Based on large data precision marketing model.
Data mining based on Internet technology must build an accurate market segmentation model, that is, according to consumers, products and purchasing behavior these three areas, subdivision is carried out. The specific model is shown in Fig. 5. In particular, the consumer’s own individual characteristics and specific consumer behavior have a high degree of correlation, such as consumer gender, occupation, age, annual income and home address. The specific product style, quality, color and brand will also directly affect the consumer’s specific consumer behavior, which has a greater relevance to whether a consumer can become a loyal customer group. The consumer’s buying behavior includes the number of product collections and the specific evaluation of the product after purchase. For the online network platform consumer behavior, before buying behavior on Tmall, Jingdong, Taobao and other online platforms, consumers will browse and compare products with the intention to purchase. There is a significant correlation between the time of its stay and the time of purchase and the buying behavior of the consumer. Consumers’ individual characteristics, products and buying actors are analyzed. According to consumer spending habits and individual needs, products that meet the needs of consumers can produce specific consumer behavior.
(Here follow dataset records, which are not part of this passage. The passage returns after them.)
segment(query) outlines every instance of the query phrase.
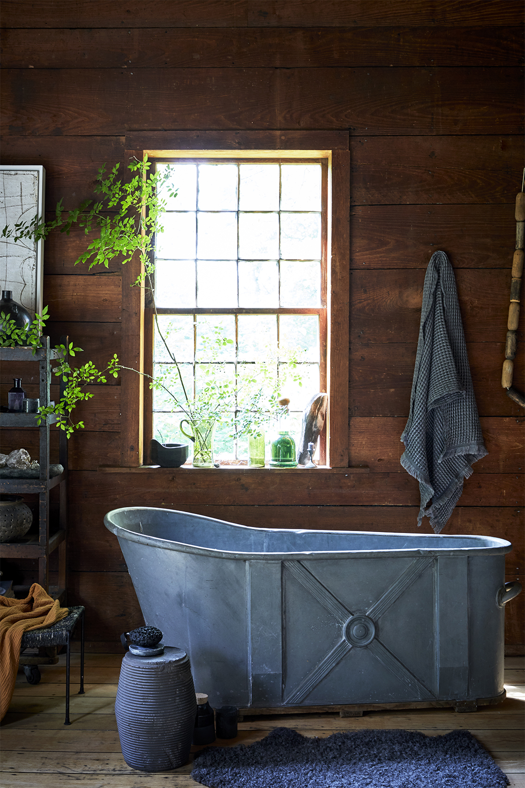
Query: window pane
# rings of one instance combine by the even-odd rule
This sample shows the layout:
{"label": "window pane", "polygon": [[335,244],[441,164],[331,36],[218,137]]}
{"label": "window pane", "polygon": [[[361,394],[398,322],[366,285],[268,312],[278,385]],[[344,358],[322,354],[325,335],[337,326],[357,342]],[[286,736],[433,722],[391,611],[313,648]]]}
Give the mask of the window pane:
{"label": "window pane", "polygon": [[319,361],[319,318],[316,314],[282,314],[279,358],[293,353],[298,361]]}
{"label": "window pane", "polygon": [[197,256],[206,260],[237,258],[237,214],[198,214]]}
{"label": "window pane", "polygon": [[180,432],[179,425],[184,418],[182,411],[175,413],[153,413],[153,435],[161,443],[187,444],[188,439]]}
{"label": "window pane", "polygon": [[279,165],[242,164],[241,210],[279,210]]}
{"label": "window pane", "polygon": [[320,164],[281,165],[281,210],[321,210]]}
{"label": "window pane", "polygon": [[157,260],[155,303],[174,309],[195,306],[195,261]]}
{"label": "window pane", "polygon": [[197,317],[198,361],[235,361],[235,318],[233,314]]}
{"label": "window pane", "polygon": [[238,261],[239,307],[279,307],[276,260]]}
{"label": "window pane", "polygon": [[275,260],[279,214],[239,214],[238,250],[238,256],[245,260]]}
{"label": "window pane", "polygon": [[[233,410],[235,366],[233,363],[198,364],[195,366],[195,390],[209,402],[209,413],[224,408]],[[209,388],[209,392],[206,389]]]}
{"label": "window pane", "polygon": [[197,261],[197,306],[237,306],[237,262]]}
{"label": "window pane", "polygon": [[281,260],[281,307],[319,307],[321,264],[319,260]]}
{"label": "window pane", "polygon": [[320,259],[319,214],[281,214],[281,257],[293,260]]}
{"label": "window pane", "polygon": [[241,362],[237,366],[238,376],[238,401],[239,407],[249,407],[254,394],[261,391],[256,404],[265,410],[269,407],[270,396],[277,386],[277,364],[275,362]]}
{"label": "window pane", "polygon": [[290,410],[302,412],[319,392],[319,366],[298,364],[294,368],[279,365],[279,391],[290,400]]}
{"label": "window pane", "polygon": [[[166,210],[195,210],[197,207],[197,165],[160,164],[158,169],[164,173],[168,167],[172,173],[159,189],[159,197],[166,201]],[[176,197],[169,197],[168,192],[177,189]]]}
{"label": "window pane", "polygon": [[239,361],[257,361],[275,355],[277,318],[275,314],[239,314]]}
{"label": "window pane", "polygon": [[237,210],[237,165],[199,165],[198,209]]}
{"label": "window pane", "polygon": [[[154,324],[153,324],[154,325]],[[159,329],[178,363],[194,358],[194,318],[191,314],[159,314]],[[155,329],[153,358],[156,362],[171,361],[164,342]]]}
{"label": "window pane", "polygon": [[230,425],[218,424],[213,440],[213,459],[216,463],[220,463],[221,459],[231,459],[235,456],[235,440],[231,437]]}
{"label": "window pane", "polygon": [[195,214],[165,214],[164,232],[157,236],[157,257],[187,260],[195,257]]}

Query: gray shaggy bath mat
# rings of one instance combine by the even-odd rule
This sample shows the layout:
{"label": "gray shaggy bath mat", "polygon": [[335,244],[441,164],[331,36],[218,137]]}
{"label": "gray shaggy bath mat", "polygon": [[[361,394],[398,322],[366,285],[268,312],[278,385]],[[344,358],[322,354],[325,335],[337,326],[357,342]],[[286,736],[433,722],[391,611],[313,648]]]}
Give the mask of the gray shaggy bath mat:
{"label": "gray shaggy bath mat", "polygon": [[505,788],[508,780],[468,730],[425,736],[357,730],[327,738],[275,728],[249,746],[195,753],[209,788]]}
Market segmentation model of precision marketing.
The implementation of precision marketing on the line requires a corresponding market segmentation model. Precision marketing system platform collects and digs the corresponding data, in this way, the technology and production costs can be reduced as much as possible. At present, there are cloud computing, database and Hadoop platform, which can play a greater value in the data after the depth of data mining. For enterprises, the data is very important strategic resources. The analysis of the data will directly determine the business model and provide a theoretical basis for business decision-making. In addition to the most basic consumer segmentation, the user needs to personalize the characterization. The segmentation factor can describe the consumers accurately, so as to realize the precision marketing. The traditional SQL-server database has been difficult to meet the technical requirements of large data. The more efficient Hbase can better manage and deal with the data, so it is convenient for enterprises to query and mine data. The user portrait part can realize the accurate mining of data, and realize the coordination management of e of various supply chain departments from industrial design to production, and use the model for marketing and assess customer loyalty, so as to avoid the loss of customers. Open source Hadoop basic platform based on Apache builds a large open source platform for large data platform, and puts forward the corresponding precision marketing system platform, as shown in Fig. 6.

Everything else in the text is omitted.